Addressing a press conference in Accra on Tuesday, Mr Kwarteng, a human rights activist and senior broadcast journalist, noted that some persons are languishing in jail for committing minor offences.
Notable of such convicts, he observed, are pregnant women and mentally unstable persons.
He said he was concerned that although the Chief Justice, Ms Sophia Abena Akuffo had recently spoken against the conviction of pregnant women, some judges still throw them into jail.
“So the question we ask our learned judges who throw pregnant women into prison is whether they are not aware of the law that requires that such women be given suspended sentences,” he said.
Mr Kwarteng whose organisation had helped pay the fines and subsequent acquittal of two convicted pregnant women, Ama Anima and Akosua Sarforwaa, said it was time the nation reconsidered spending tax payer’s money on convicts who committed misdemeanors.
The human rights activist told journalist that Crime Check Foundation would soon launch the Petty Offenders Fund which would be managed by a board of trustees to pay the fines of convicts, adding that such an intervention would go a long way to decongest the prisons.
Mr Kwarteng raised a number of concerns such as smuggling of illegal items also known as contrabands into prison by visitors, prisoners and prison officers in some cases and said such development would defeat the reformation and rehabilitation addenda of the prison service.
He appealed to judges to ensure accused who exhibit strange behaviours are sent to psychiatric health facilities for intense medical evaluation.

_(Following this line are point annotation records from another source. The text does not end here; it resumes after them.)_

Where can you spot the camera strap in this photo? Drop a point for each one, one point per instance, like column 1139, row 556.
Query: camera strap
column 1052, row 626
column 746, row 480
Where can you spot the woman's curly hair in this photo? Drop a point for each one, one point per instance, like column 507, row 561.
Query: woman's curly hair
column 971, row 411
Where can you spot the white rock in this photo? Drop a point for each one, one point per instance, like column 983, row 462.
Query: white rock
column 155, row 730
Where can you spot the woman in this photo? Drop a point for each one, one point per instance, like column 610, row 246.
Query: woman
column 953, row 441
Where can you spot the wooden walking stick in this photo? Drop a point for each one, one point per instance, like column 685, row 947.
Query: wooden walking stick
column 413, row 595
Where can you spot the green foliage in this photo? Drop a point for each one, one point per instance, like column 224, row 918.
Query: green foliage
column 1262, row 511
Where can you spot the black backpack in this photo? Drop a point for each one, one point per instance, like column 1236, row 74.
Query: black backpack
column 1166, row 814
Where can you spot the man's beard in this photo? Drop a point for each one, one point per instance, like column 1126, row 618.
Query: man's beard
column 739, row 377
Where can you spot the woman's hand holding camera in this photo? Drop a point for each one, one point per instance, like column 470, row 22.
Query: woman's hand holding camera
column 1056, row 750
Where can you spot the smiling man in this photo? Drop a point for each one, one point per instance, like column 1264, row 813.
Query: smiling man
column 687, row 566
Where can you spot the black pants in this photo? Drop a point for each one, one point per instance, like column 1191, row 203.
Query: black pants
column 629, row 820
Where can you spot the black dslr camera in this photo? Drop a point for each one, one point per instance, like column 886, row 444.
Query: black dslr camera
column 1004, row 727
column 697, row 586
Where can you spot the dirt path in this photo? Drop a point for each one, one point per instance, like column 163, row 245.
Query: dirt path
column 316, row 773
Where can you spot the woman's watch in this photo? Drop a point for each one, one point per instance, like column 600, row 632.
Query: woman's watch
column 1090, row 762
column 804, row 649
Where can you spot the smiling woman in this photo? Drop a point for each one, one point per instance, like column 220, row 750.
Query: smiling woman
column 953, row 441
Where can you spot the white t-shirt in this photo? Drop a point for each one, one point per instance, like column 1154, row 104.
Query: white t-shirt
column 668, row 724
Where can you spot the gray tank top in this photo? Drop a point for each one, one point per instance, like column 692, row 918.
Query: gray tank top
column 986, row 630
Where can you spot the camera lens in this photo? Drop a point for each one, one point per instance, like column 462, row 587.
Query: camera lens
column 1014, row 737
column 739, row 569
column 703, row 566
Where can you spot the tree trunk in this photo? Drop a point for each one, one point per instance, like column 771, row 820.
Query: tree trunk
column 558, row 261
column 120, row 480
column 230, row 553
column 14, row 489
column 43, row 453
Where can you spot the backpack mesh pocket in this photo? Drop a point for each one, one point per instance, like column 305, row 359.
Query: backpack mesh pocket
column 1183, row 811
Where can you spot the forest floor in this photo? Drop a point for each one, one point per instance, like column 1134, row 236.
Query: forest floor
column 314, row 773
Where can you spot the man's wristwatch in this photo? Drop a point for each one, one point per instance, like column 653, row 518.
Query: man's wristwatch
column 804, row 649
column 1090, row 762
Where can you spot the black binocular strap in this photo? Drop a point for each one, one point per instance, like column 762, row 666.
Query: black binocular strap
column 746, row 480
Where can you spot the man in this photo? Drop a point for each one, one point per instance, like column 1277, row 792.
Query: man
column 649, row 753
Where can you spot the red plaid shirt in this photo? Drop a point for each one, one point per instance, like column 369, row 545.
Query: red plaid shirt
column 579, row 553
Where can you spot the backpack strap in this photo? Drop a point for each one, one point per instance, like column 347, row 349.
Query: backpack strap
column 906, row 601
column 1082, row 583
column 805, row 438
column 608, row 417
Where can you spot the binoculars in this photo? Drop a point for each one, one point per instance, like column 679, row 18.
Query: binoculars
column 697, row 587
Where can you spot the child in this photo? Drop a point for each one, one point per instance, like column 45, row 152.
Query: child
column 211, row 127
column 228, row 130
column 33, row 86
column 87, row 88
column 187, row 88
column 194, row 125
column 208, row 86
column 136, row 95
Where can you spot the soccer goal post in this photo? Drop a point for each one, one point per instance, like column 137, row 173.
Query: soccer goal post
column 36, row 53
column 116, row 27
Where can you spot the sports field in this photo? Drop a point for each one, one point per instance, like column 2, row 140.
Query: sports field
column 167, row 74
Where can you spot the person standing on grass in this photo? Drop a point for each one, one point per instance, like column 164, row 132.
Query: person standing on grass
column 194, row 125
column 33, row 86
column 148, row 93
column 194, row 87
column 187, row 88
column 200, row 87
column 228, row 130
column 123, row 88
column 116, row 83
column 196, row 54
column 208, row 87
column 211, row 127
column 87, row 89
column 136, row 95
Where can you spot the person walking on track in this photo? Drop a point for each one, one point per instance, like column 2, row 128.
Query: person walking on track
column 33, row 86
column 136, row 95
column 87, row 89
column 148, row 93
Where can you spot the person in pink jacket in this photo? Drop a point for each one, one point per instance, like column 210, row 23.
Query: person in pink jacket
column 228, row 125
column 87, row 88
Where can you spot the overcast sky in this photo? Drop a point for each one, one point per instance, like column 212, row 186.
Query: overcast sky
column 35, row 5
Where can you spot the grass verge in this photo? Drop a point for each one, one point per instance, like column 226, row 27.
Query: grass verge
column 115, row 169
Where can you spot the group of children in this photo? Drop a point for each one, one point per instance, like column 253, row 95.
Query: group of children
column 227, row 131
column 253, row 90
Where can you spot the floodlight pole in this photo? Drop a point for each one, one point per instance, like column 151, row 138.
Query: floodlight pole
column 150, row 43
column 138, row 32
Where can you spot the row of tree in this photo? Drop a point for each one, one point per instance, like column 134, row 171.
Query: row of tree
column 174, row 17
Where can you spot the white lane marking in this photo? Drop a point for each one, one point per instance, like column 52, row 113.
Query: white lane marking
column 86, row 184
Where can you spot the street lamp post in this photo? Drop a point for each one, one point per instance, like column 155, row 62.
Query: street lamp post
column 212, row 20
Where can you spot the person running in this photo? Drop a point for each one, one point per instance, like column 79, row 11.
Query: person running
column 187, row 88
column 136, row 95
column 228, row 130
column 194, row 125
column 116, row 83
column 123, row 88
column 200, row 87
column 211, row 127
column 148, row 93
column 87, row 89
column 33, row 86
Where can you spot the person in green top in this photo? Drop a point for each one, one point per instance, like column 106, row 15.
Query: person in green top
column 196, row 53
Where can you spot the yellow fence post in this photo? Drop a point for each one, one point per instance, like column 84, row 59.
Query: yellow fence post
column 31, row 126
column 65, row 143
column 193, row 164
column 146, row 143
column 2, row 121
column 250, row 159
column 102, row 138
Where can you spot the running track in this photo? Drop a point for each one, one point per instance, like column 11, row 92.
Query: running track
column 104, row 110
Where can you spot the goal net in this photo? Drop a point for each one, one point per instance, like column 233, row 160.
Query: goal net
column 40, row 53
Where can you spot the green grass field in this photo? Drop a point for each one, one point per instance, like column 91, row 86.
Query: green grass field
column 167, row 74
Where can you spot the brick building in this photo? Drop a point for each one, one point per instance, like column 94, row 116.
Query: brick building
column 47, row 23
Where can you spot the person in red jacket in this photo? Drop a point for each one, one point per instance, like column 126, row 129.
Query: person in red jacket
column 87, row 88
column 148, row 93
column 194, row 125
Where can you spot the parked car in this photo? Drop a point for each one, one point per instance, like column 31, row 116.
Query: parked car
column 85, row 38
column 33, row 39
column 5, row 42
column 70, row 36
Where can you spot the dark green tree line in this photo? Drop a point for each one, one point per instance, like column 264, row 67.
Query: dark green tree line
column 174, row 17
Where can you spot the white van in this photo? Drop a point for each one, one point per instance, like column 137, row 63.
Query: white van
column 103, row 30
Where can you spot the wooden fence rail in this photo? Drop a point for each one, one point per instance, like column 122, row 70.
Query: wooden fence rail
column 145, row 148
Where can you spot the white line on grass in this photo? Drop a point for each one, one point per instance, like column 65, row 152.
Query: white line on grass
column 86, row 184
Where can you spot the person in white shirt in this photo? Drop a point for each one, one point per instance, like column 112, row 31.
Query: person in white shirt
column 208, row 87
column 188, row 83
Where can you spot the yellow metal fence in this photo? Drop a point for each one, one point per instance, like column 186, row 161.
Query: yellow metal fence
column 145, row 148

The senior broadcast journalist urged the Mental Health Authority to conduct periodic visits to the 42 prisons in the country to assess the mental status of inmates.
Touching on the physically challenged, the Crime Check Foundation boss asked the government to establish disability friendly facilities in the prisons to prevent situations where physically challenged prisoners share the same facilities with other inmates.
Mr Kwarteng urged President Nana Akufo Addo to pardon the aged, sick and weak in order to decongest the prisons.
He asked for the appointment of an independent chief inspector of prisons who would conduct periodic visits to the prisons, report the conditions and treatment of prisoners to help fast track the needed reforms in the criminal justice system.
To forestall sneaking of weed and other illegal items into the prisons, the Executive Director of Crime Check Foundation suggested the installation of scanners in all prisons.